People fall prey to using “Millennial” as a catch-all term, and the problem with catch-all terms is that they really don’t catch all. Millennials, like any other group, are a diverse bunch. Yet many of the night’s panelists and speakers seemed to agree on a few characteristics that apply to the group at large—they’re mission driven, are digital beings, and gravitate to authenticity and seek community.
These generally agreed upon characteristics of millennials have greatly influenced how companies have marketed to millennials, and how startups and entrepreneurs are building their businesses to serve them.
The founders of Daybreaker, Radha Agarwal and Matt Brimer, understand the millennial desire for community, and have tapped into that desire with Daybreaker, which brings the positive aspects of a nightclub experience—dancing, themes, and of course community—and have brought it to the beginning of the day rather than the end. For Brimer, the specific aspect of their community that works, and what perhaps may be most important for millennial communities, is the sense of participation. Simply providing a place for people to do something isn’t good enough, they need to be involved in creating the experience.
“Experiences” was a word that was said a lot throughout the night, especially during the first session hosted by The New York Times. Millennials grew up with advanced technology and are quick to adapt to disruptive technologies. Virtual Reality is certainly one of those technologies, one that is poised to revolutionize how people take in stories.
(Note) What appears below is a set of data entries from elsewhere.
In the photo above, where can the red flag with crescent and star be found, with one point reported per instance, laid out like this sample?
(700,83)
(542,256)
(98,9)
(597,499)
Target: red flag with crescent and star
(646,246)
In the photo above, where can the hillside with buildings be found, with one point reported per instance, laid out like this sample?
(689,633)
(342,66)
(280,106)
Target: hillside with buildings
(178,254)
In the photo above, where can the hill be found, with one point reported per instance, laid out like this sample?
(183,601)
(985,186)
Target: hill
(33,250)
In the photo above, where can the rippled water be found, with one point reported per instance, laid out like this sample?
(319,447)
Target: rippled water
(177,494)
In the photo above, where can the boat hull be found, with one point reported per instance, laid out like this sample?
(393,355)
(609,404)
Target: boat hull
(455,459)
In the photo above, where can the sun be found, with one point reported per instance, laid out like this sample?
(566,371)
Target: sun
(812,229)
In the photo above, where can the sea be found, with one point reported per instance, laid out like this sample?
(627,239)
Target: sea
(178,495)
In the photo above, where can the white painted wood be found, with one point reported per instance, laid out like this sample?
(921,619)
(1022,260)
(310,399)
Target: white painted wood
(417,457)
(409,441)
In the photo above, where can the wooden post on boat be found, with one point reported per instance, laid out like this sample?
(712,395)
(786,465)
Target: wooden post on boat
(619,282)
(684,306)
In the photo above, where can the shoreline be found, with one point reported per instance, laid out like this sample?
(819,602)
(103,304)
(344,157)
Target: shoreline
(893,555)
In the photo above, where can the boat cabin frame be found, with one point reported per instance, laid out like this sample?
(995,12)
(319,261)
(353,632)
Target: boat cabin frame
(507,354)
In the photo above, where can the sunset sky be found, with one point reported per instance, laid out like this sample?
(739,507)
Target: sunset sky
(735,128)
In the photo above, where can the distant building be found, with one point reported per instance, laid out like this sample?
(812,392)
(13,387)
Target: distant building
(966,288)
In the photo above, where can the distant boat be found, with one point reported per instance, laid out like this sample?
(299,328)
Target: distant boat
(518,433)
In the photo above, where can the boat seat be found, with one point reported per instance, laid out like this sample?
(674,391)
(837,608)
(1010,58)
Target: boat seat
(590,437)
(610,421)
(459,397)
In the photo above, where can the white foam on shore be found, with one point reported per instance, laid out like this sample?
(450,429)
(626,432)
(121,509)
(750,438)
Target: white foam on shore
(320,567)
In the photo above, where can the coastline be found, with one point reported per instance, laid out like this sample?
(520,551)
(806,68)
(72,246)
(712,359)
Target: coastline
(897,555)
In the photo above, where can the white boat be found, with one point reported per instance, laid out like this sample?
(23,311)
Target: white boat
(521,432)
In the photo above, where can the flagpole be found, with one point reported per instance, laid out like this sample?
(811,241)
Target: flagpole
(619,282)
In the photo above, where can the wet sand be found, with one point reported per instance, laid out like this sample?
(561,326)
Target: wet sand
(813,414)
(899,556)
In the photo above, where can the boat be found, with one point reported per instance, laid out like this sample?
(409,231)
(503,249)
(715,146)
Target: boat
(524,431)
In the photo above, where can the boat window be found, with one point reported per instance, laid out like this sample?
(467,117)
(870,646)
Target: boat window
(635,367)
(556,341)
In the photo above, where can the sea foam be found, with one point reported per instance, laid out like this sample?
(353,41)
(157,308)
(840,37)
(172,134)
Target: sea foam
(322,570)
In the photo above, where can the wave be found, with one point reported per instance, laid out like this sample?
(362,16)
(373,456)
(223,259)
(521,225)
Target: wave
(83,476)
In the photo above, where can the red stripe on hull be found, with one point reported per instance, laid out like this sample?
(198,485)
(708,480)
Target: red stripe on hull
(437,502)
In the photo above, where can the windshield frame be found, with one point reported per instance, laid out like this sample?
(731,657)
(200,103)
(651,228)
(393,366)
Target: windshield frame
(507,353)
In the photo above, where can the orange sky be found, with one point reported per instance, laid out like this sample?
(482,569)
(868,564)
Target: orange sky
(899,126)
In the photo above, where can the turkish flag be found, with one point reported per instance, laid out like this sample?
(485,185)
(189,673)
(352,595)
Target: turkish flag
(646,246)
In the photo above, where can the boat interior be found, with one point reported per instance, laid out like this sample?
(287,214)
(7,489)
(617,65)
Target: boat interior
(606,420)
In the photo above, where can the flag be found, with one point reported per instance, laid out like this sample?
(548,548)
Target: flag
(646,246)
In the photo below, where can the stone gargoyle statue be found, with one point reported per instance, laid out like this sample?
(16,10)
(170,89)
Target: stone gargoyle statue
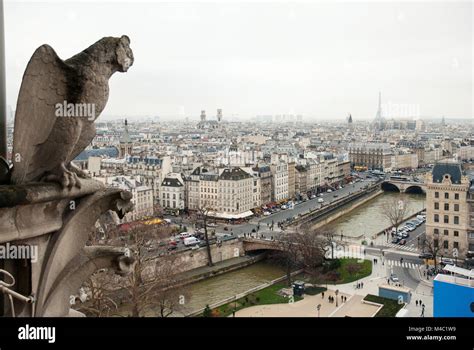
(57,106)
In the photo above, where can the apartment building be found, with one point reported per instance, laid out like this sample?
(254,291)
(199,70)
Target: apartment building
(448,215)
(172,190)
(265,175)
(373,155)
(236,192)
(291,179)
(142,196)
(279,181)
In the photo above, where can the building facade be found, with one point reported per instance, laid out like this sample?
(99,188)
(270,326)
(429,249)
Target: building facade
(447,209)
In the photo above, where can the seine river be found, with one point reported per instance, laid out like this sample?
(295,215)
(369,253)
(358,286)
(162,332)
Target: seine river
(368,219)
(365,220)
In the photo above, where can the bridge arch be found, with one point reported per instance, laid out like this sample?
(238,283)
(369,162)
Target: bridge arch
(414,189)
(390,187)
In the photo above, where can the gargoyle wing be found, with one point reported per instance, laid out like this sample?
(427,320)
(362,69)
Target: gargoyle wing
(44,85)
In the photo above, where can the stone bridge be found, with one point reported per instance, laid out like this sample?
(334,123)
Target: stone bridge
(403,186)
(254,244)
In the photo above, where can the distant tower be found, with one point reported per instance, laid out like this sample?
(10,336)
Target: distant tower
(379,119)
(125,142)
(378,116)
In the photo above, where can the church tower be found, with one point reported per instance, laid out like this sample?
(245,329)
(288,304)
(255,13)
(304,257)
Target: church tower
(125,143)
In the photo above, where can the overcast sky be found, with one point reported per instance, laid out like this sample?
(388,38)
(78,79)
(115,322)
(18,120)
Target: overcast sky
(321,59)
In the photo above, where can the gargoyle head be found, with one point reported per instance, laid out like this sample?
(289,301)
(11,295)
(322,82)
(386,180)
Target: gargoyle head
(124,53)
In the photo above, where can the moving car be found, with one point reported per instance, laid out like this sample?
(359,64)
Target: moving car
(425,256)
(447,261)
(184,235)
(191,241)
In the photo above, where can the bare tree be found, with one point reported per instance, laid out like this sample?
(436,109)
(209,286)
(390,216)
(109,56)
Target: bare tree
(302,250)
(433,247)
(395,210)
(150,284)
(202,217)
(97,292)
(328,238)
(289,254)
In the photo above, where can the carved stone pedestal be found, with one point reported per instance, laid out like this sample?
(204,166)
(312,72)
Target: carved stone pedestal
(58,223)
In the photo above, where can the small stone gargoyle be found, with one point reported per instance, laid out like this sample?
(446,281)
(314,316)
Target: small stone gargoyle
(57,106)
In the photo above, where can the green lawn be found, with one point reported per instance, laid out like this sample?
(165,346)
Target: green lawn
(353,269)
(390,307)
(262,297)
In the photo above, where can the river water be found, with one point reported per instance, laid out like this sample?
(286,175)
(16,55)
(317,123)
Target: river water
(365,220)
(232,283)
(368,219)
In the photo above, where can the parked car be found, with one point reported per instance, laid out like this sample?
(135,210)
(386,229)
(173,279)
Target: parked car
(425,256)
(447,261)
(184,235)
(191,241)
(418,221)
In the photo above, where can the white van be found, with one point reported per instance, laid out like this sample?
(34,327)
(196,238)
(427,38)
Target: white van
(191,241)
(184,235)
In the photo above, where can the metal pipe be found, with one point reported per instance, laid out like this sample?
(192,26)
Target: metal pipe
(3,99)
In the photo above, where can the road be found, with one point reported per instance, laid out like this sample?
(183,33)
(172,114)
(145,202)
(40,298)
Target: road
(302,208)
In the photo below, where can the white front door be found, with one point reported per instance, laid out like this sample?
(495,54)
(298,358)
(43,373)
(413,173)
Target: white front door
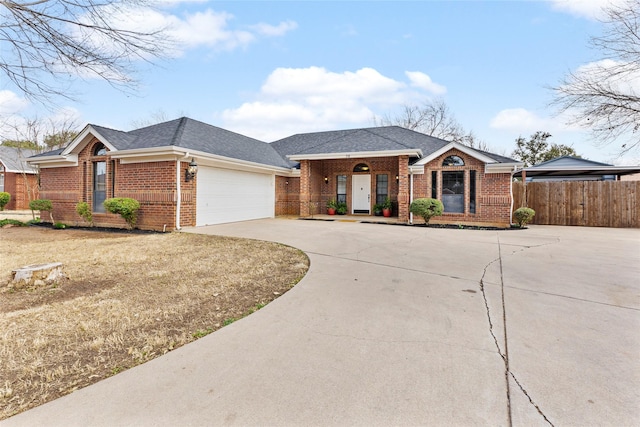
(361,193)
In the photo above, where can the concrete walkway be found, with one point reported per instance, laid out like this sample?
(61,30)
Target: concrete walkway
(398,325)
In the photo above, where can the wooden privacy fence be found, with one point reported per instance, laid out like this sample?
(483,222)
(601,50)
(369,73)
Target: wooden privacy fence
(587,203)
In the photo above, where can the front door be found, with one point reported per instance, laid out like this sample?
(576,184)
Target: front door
(361,194)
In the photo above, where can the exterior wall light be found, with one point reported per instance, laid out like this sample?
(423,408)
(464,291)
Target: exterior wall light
(191,171)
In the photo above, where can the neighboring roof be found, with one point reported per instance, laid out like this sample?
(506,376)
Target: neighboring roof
(575,166)
(387,138)
(188,135)
(497,157)
(10,159)
(370,140)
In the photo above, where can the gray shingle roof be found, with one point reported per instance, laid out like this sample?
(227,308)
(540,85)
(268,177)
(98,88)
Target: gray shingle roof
(194,135)
(10,159)
(497,157)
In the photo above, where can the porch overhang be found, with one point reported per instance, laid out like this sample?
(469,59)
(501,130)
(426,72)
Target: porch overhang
(356,155)
(54,161)
(502,167)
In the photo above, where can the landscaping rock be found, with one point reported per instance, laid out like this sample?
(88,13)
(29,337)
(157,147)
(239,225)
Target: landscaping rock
(36,275)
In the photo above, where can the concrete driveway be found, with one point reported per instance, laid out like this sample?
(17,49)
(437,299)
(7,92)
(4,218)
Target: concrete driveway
(398,325)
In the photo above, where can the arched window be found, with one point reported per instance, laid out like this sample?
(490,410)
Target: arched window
(361,167)
(99,150)
(453,161)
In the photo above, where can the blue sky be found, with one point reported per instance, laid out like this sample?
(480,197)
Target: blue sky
(271,69)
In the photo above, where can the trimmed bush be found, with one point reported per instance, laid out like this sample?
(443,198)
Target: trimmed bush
(426,208)
(5,198)
(84,211)
(126,207)
(523,216)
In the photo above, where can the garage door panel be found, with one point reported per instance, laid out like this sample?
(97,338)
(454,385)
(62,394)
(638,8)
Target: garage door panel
(225,195)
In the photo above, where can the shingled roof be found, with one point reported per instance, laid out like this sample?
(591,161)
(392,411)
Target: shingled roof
(194,135)
(388,138)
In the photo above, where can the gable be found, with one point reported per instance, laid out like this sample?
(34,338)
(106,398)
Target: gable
(11,160)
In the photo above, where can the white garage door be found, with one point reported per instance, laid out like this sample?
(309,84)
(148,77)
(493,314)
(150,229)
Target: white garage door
(226,196)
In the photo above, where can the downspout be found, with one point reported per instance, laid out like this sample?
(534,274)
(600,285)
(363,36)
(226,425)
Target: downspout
(515,169)
(410,195)
(179,190)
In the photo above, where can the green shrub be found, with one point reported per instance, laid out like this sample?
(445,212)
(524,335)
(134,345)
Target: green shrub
(5,198)
(126,207)
(523,216)
(84,210)
(41,205)
(15,222)
(426,208)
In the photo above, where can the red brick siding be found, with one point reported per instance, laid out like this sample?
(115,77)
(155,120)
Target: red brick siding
(153,184)
(22,187)
(321,192)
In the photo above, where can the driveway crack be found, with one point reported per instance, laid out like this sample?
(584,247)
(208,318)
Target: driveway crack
(505,354)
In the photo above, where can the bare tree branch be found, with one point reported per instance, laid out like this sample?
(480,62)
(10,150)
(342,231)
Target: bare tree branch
(46,44)
(434,119)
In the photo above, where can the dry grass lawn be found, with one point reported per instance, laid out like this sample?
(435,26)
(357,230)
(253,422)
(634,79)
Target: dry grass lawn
(128,298)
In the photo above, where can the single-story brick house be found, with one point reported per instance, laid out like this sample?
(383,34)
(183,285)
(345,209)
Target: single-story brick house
(17,177)
(239,178)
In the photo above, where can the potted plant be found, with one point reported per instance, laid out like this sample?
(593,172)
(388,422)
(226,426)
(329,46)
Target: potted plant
(331,207)
(386,208)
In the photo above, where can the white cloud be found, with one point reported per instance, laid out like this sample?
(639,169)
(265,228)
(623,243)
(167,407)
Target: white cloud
(423,81)
(294,100)
(524,121)
(208,28)
(275,30)
(591,9)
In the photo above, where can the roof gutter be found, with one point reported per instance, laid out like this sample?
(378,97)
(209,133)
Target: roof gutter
(356,155)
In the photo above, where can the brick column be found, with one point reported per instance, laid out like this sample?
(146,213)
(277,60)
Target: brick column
(403,188)
(304,187)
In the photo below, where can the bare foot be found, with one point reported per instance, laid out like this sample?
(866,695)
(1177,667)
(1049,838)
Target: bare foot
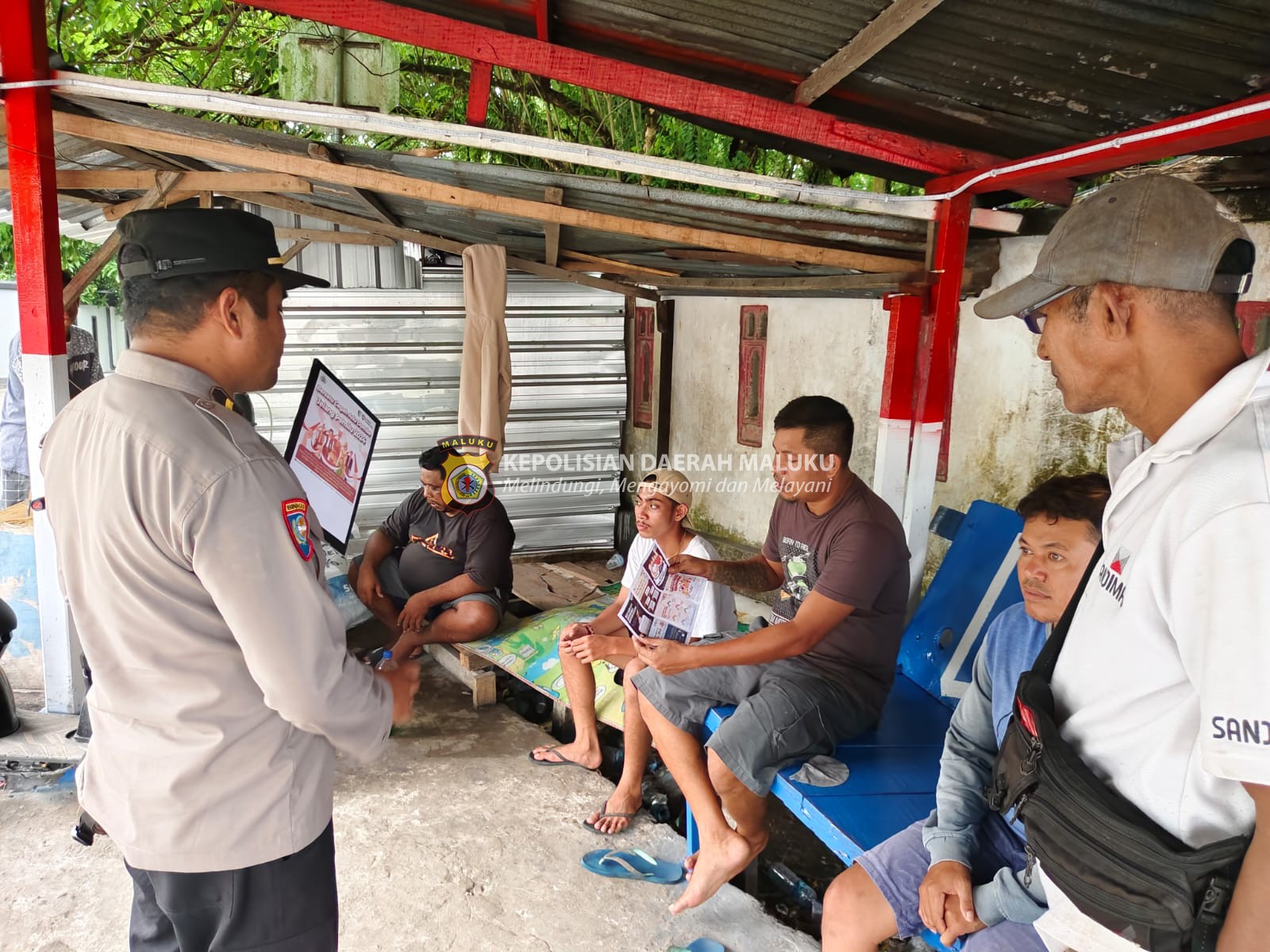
(620,803)
(581,754)
(715,865)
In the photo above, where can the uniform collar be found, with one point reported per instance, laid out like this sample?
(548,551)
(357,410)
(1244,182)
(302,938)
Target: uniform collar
(164,372)
(1206,416)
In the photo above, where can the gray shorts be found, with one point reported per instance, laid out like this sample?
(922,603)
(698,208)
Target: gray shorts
(787,712)
(899,865)
(389,574)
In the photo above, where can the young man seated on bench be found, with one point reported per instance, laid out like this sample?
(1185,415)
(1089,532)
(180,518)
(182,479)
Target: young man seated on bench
(817,677)
(662,505)
(963,869)
(433,575)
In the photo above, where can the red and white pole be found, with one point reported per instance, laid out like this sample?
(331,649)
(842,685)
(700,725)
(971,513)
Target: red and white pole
(33,184)
(935,378)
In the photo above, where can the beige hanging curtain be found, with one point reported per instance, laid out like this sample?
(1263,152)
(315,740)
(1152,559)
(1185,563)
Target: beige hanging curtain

“A person who has lived an experience will be able to tell it better than anyone else,” Sydney Levin, Executive Producer at T Brand Studio said. And what sets it apart, Levin said, is that VR forces you to stop everything else you’re doing—while millennials may be the ultimate multi-taskers, VR is a one-task activity. “VR is the only thing in the world putting blinders on you,” Levin said.
VR and millennials seem a perfect match. Part of that is timing—millennials will watch VR evolve in real time But more so, what VR can promise is an immersive experience, and the crucial participation that Brimer mentioned which is elemental to millennial communities. Jake Silverstein, Editor in Chief of The New York Times Magazine spoke to VR’s participatory aspect, and how it’s changes the relationship between content provider and audience.
“People want to be in control,” he said. “You can’t determine where somebody is going to look. As a publisher [of VR content], you’re giving up control. It changes what it means to bear witness.”
Speaking on the final panel, Samantha Klein, Next-Gen Intrapreneur of IBM, also touched on the importance of experiences, referencing a recent article proclaiming the end of the Information Age.
“People don’t want to read about your life anymore,” she said. “They want to experience it.” Klein mentioned the fact that Facebook statuses are down, and Snapchat usage is rising. It’s evidence, she said, that people are gravitating away from telling people about their lives, but sharing it with them in real time.
The organizers wanted the audience to leave with the idea that millennial is not a dirty word. As with previous generations, there are assumptions made about millennials that are either untrue, or meaningless, or blown out of proportion (i.e., they’re lazy.) What can’t be denied is that millennials are in the process of shaping the world—as much the present as the future.